Front. Public Health, 04 October 2023
Sec. Environmental Health and Exposome

The association between perchlorate in drinking water and height and weight of children and adolescents in Southwest China: a retrospective cross-sectional study

Hongyu Guo&#x;Hongyu Guo1Shimiao Zong&#x;Shimiao Zong2Li Yong&#x;Li Yong1Yang JiangYang Jiang1Ling QinLing Qin1Liang ZhouLiang Zhou1Qiaoqiao RenQiaoqiao Ren1Xufang GaoXufang Gao3Fayang KangFayang Kang4Wei HuangWei Huang5Jianyu Chen
Jianyu Chen1*Li Zhang
Li Zhang1*
  • 1Sichuan Provincial Center for Disease Control and Prevention, Chengdu, China
  • 2School of Public Health, Chengdu Medical College, Chengdu, China
  • 3Chengdu Center for Disease Control and Prevention, Chengdu, China
  • 4Guangyuan Center for Disease Control and Prevention, Guangyuan, China
  • 5Zigong Center for Disease Control and Prevention, Zigong, China

Objective: To investigate the association between the concentration of perchlorate in drinking water and the height and weight of children and adolescents in Sichuan Province.

Methods: Perchlorate in the drinking water of 24 counties in Sichuan Province from 2021 to 2022 was detected and analyzed, 66 drinking water samples were collected, and the content of perchlorate in drinking water during the wet season and dry season was detected by ultra-high performance liquid chromatography in series. The linear mixed effect model was used to estimate the relationship between perchlorate in drinking water and the height and weight of 144,644 children and adolescents, and 33 pieces of local average wage data were used as confounding factors for quality control.

Results: After controlling the age, gender, and local economic situation, we found that the concentration of perchlorate in drinking water increased by 10 μg/L is associated with a 1.0 cm decrease in height and a 1.6 kg decrease in weight in children and adolescents (p < 0.05).

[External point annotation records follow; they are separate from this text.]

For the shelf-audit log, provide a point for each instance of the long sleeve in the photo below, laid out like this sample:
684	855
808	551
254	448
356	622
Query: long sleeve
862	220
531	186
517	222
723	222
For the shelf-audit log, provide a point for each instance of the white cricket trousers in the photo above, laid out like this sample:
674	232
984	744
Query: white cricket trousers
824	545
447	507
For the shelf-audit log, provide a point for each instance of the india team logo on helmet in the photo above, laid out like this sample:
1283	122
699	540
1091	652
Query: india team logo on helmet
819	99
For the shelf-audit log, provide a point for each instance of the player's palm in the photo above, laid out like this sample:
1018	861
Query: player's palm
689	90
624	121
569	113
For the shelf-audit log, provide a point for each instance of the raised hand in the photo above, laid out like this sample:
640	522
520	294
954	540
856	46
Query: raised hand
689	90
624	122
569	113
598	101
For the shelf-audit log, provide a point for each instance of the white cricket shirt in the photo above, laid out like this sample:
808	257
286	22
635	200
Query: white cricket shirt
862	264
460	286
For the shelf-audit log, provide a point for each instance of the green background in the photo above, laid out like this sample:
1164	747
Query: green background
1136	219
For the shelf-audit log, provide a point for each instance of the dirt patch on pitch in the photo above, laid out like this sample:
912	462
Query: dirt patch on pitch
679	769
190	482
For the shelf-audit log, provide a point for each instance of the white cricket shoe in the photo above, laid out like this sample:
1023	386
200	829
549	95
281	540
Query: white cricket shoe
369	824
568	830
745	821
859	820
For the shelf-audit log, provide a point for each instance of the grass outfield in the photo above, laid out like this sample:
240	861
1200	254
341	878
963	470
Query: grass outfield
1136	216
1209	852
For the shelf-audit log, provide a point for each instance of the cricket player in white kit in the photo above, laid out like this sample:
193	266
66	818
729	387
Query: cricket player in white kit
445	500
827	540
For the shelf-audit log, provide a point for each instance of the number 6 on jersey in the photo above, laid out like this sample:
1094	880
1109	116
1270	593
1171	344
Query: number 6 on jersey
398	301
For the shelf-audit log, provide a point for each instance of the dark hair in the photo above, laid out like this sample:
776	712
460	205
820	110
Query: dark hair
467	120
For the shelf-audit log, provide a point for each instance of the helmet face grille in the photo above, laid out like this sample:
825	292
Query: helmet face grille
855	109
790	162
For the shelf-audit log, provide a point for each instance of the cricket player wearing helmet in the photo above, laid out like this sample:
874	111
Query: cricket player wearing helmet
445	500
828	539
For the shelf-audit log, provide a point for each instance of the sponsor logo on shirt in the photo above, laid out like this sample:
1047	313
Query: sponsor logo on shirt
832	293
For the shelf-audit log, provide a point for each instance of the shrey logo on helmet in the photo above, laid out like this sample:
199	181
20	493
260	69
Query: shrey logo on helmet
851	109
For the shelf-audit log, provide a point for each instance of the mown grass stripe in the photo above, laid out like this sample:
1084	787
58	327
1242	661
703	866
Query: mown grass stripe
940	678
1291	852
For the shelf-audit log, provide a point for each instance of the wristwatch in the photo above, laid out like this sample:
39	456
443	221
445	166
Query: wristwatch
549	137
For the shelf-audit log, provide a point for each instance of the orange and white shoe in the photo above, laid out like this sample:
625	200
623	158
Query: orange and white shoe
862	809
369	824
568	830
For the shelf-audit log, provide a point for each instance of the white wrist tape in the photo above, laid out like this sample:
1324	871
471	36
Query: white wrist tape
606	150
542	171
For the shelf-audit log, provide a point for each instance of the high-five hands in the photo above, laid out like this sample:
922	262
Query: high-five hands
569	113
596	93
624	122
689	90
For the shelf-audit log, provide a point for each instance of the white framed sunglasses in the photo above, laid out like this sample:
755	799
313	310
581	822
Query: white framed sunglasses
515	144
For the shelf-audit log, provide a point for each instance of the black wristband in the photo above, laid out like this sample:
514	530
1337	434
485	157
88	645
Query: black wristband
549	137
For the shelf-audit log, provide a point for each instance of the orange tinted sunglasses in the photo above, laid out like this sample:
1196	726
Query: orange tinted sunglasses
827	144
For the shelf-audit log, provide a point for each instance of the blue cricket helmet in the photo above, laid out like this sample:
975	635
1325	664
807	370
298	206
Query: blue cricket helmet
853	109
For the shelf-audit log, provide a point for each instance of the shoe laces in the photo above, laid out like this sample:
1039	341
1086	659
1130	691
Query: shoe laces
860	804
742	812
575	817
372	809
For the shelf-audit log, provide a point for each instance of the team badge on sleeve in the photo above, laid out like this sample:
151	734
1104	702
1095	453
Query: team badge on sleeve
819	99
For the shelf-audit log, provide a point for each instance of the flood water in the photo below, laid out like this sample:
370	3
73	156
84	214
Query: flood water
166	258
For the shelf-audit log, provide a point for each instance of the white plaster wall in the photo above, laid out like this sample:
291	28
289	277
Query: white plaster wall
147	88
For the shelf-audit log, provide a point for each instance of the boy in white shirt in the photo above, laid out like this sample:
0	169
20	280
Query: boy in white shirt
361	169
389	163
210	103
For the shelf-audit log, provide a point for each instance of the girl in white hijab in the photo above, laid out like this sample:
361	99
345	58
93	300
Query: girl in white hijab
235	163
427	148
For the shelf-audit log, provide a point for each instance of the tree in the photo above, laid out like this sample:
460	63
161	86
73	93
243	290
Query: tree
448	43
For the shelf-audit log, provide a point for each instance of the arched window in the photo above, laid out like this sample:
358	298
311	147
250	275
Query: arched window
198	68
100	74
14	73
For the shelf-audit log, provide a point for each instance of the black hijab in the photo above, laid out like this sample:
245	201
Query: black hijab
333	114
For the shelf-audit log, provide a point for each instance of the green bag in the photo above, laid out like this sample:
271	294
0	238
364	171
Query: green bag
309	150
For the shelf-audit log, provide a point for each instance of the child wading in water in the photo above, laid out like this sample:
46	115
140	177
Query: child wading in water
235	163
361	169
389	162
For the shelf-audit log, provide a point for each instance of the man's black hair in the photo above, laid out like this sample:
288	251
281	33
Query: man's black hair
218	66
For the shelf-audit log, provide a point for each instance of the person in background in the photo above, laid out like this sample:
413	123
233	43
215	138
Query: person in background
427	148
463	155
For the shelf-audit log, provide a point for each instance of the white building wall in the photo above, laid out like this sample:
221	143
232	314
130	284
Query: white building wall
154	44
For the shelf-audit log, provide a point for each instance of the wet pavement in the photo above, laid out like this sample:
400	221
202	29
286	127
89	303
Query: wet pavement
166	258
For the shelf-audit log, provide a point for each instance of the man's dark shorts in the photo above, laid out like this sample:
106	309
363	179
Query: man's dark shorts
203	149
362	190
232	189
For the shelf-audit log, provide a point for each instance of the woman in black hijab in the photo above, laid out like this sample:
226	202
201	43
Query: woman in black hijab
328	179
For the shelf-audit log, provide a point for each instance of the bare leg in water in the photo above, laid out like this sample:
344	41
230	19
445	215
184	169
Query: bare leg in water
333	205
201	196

Conclusion: The concentration of perchlorate in drinking water may be negatively correlated with the height and weight of children.

Background

Perchlorate exists in abundance in the environment; it can be found in components of the environment that include water, soil, and the chemosphere (1). The functional group of perchlorate is ClO4, which can bind cations and exhibits high stability (2). The existence of perchlorate in the environment comes from two sources: one is natural, such as natural minerals; and the other is man-made, such as rocket fuel or fertilizer (3). The combination of human and non-human activities leads to the accumulation of perchlorate in the environment and exposure, which is extremely stable in the environment. Due to its solubility and stability, it is easy to migrate to soil, water, and plants. The presence of perchlorate in the environment is a potential health risk for people who eat perchlorate contaminated food and water (4).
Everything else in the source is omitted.